New research out of Appalachian State University suggests that a physical injury may require your brain to work harder to perform certain functions with the injured area.
For the study, Dr. Alan Needle, associate professor in the Beaver College of Health Sciences’ Department of Health and Exercise Science, partnered with graduate student Amelia Bruce to take a close look at how the brain is impacted by injuries to other areas of the body. Needle’s previous research on the subject found that the brains of people with ankle instability required more activation to perform simple movement tasks with the injured foot. They took this information and sought to learn whether treating the brain could also help to treat ligament injuries.
For the study, 26 individuals with ankle instability were divided into two groups. Half of the group received an electrical current through their brain during ankle strengthening therapy, while the other group received a placebo current. After conducting some tests at the end four weeks, researchers found that individuals in the strength training with electrical current group showed better balance, muscle activation and perceived function compared to the control group.

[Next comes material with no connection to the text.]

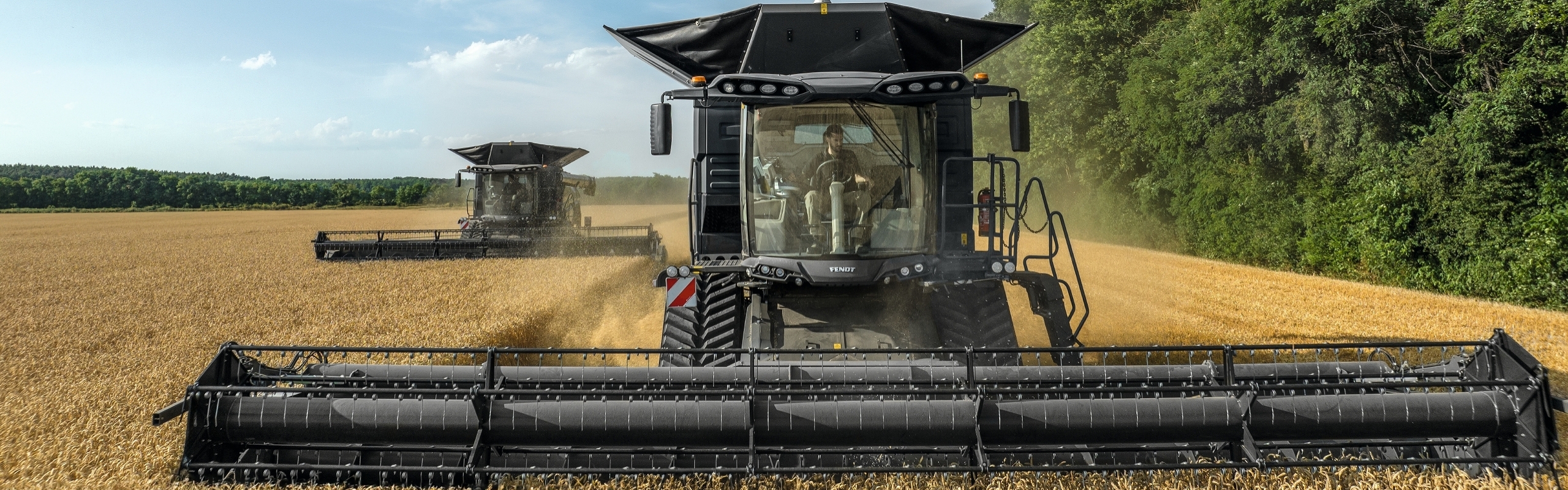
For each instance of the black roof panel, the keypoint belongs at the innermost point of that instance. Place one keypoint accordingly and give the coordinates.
(799, 38)
(524, 153)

Researchers say this was the first study to show that treatments that target the brain can improve neural function in patients with injuries, and that improving neural function leads to better ankle function and perceived patient outcomes.

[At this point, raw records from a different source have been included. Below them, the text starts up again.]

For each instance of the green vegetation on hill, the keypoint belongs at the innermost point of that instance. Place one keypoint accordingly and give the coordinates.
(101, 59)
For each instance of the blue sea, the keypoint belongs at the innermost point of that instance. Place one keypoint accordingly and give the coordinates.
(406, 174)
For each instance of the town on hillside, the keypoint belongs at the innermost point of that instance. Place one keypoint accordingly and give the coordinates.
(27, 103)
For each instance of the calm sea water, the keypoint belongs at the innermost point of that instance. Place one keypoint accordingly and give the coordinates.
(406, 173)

“This topic was of importance to me because injuries in ligaments happen every day. If this intervention worked, it could reshape how clinicians treat these types of injuries during the rehabilitation phase,” Bruce said. “While clinicians primarily treat the musculoskeletal side (during the rehabilitation phase), there is a whole neural system that is impacted by these injuries and needs just as much attention during treatment.”
Dr. Silverman Comments
A number of studies have found similar results in that patients can experience a delay in the return of an unconscious reflex response in the wake of a ligament injury. We see this most commonly in ACL reconstruction where the time to full return of function may take up to two years. Personally, I believe this is due to the time it takes the brain and the spinal cord to learn to coordinate through the new nerve endings that grow in the healing ligament at the later stages of tissue repair.
However, this study takes our understanding a step further by focusing on how electrical brain stimulation can help with ligament recovery from ankle instability. Perhaps this technology enhances the neurologic repair and allows this patterning and reinforcement to start earlier. Very exciting.